Examples of complaints in this category included allegations by federal prisoners about the general prison conditions, and by others that the FBI did not initiate an investigation into particular allegations, according to the report.

The remaining two complaints were from federal prisoners alleging civil rights abuses, but the DOJ-IG determined that these complaints “generally raised management issues.”

“During the period covered by this report, there were no investigations completed by the OIG or a DOJ component finding abuses of civil rights or civil liberties by a DOJ employee or official,” the report concluded.

The lack of DOJ-IG investigations comes despite the myriad of civil rights abuses that took place in the latter half of 2023—some of them documented by this publication.

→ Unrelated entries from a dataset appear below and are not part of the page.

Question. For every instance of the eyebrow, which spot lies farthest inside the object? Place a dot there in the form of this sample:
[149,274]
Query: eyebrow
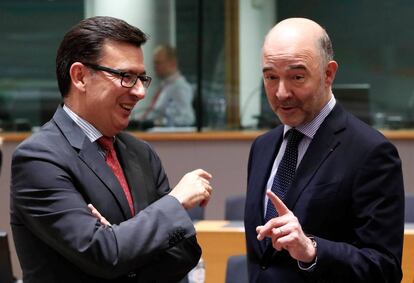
[297,67]
[290,67]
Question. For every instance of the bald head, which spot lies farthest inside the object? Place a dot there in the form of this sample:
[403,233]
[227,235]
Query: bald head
[300,32]
[298,70]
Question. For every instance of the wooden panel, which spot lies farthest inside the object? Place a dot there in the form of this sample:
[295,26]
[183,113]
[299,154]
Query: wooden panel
[219,241]
[408,257]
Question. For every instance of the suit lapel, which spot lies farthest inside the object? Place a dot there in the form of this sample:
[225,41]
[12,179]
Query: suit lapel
[88,153]
[134,174]
[266,151]
[325,141]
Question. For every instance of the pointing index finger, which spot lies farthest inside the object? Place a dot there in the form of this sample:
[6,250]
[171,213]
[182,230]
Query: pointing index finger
[278,204]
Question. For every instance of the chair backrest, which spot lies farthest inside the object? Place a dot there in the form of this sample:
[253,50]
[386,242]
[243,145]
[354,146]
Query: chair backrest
[6,273]
[409,207]
[234,208]
[196,213]
[237,269]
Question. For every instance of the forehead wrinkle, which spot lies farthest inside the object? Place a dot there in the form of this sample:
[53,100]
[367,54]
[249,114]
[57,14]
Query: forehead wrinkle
[303,59]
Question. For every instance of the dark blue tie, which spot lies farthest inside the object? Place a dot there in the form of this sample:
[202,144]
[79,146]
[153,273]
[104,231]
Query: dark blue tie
[286,170]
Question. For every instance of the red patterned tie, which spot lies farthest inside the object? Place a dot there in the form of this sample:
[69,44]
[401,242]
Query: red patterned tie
[107,144]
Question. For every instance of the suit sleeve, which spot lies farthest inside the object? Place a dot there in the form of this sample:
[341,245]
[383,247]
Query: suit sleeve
[46,200]
[377,210]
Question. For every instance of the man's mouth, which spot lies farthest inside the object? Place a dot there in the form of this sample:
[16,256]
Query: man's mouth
[127,107]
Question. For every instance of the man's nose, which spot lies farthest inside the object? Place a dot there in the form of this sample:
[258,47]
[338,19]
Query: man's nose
[138,90]
[282,91]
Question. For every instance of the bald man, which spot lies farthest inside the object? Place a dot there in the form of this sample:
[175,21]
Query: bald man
[325,196]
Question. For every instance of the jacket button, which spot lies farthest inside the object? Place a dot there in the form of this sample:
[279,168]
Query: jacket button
[132,275]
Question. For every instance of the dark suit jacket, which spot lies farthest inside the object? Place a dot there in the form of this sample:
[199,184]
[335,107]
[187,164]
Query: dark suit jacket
[56,173]
[348,193]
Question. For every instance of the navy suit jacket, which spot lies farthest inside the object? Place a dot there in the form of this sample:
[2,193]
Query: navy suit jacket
[56,173]
[348,193]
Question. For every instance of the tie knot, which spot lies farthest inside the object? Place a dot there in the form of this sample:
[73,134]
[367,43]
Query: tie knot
[107,143]
[294,137]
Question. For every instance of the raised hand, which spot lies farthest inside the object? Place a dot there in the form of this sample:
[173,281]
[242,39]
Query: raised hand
[193,189]
[286,233]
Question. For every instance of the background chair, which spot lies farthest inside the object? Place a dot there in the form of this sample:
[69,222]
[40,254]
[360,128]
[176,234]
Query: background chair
[236,271]
[409,207]
[234,208]
[6,273]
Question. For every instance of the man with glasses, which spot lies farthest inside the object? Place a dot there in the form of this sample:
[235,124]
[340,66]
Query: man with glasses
[325,194]
[90,203]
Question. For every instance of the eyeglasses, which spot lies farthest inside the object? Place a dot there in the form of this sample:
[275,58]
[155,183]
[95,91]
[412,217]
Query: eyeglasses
[128,80]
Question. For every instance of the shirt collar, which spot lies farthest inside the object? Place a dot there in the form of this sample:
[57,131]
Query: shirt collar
[309,129]
[89,130]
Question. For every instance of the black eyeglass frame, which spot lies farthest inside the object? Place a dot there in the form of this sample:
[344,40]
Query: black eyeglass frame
[145,80]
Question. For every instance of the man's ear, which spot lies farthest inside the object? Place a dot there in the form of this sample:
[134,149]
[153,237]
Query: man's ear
[330,73]
[77,73]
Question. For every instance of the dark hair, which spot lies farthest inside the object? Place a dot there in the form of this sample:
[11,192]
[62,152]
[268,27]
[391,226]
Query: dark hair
[84,43]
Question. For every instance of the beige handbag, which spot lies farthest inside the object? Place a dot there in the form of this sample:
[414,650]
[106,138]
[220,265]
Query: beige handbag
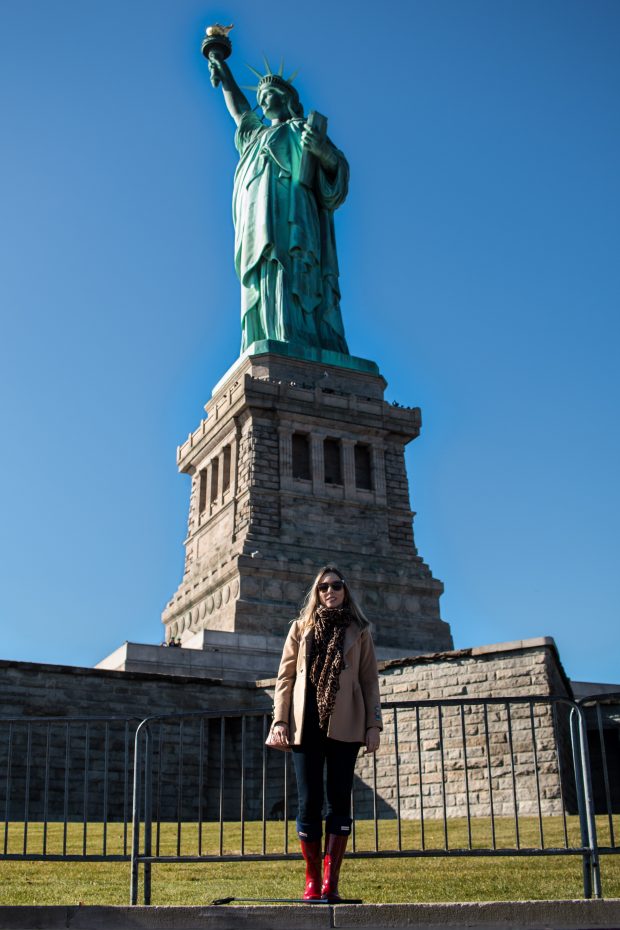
[271,744]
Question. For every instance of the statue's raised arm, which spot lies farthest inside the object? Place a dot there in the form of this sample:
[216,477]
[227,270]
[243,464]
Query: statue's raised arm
[289,181]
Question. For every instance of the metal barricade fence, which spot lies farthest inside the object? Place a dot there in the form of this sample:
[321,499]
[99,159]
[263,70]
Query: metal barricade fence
[65,787]
[460,777]
[507,776]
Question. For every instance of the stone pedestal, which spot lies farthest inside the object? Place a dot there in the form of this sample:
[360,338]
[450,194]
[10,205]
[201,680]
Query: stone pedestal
[300,463]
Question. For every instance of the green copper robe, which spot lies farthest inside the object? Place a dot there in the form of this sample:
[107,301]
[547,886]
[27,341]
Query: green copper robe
[285,247]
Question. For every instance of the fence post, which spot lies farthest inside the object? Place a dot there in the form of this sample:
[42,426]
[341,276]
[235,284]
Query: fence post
[578,771]
[589,799]
[135,819]
[148,812]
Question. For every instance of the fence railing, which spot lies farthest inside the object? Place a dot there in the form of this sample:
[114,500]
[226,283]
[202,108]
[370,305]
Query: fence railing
[65,791]
[507,776]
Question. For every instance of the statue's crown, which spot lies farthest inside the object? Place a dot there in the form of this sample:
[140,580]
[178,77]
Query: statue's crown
[273,79]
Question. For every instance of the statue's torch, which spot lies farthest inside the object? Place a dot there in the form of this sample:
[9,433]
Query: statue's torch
[216,46]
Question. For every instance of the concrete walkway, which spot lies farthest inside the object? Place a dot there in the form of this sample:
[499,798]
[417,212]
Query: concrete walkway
[503,915]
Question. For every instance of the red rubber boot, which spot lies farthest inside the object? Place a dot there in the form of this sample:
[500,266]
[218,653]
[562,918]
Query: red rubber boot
[312,854]
[334,854]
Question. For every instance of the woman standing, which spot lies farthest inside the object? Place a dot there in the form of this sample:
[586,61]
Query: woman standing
[326,706]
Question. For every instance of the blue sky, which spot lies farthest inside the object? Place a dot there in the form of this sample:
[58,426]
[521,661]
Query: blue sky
[479,267]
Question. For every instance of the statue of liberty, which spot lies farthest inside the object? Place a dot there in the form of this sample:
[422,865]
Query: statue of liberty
[289,180]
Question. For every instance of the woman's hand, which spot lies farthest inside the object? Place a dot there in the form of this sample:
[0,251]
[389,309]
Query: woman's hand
[280,734]
[373,738]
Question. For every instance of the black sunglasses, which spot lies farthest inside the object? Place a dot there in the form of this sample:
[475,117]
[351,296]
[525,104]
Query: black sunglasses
[326,585]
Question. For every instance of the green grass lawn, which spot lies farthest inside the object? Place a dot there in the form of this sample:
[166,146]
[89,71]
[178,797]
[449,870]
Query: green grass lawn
[376,880]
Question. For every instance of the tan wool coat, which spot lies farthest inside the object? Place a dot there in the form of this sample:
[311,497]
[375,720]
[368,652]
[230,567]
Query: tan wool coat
[357,705]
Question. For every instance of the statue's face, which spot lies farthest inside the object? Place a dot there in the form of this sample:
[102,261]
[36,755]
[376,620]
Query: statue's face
[273,103]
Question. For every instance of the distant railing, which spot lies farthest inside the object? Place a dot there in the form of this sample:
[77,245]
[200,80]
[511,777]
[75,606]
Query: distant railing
[505,776]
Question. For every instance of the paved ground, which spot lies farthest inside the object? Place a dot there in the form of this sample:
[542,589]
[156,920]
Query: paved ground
[504,915]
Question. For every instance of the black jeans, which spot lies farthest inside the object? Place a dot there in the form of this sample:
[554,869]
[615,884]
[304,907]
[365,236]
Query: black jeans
[316,752]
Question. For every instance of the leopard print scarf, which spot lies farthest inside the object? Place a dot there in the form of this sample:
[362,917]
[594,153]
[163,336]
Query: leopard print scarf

In the Bureau of Prisons’ Brooklyn Metropolitan Detention Center, for instance, civil rights abuses are so widespread that at least one federal judge has stopped sending low-risk inmates there.

The judge said MDC is “egregiously slow in providing necessary medical and mental health treatment to inmates—especially where such care requires the attention of outside providers.”

“It has become common for defense counsel to require court intervention to ensure that inmates receive basic care—and, even more shocking, not uncommon for court orders to go unheeded,” he said.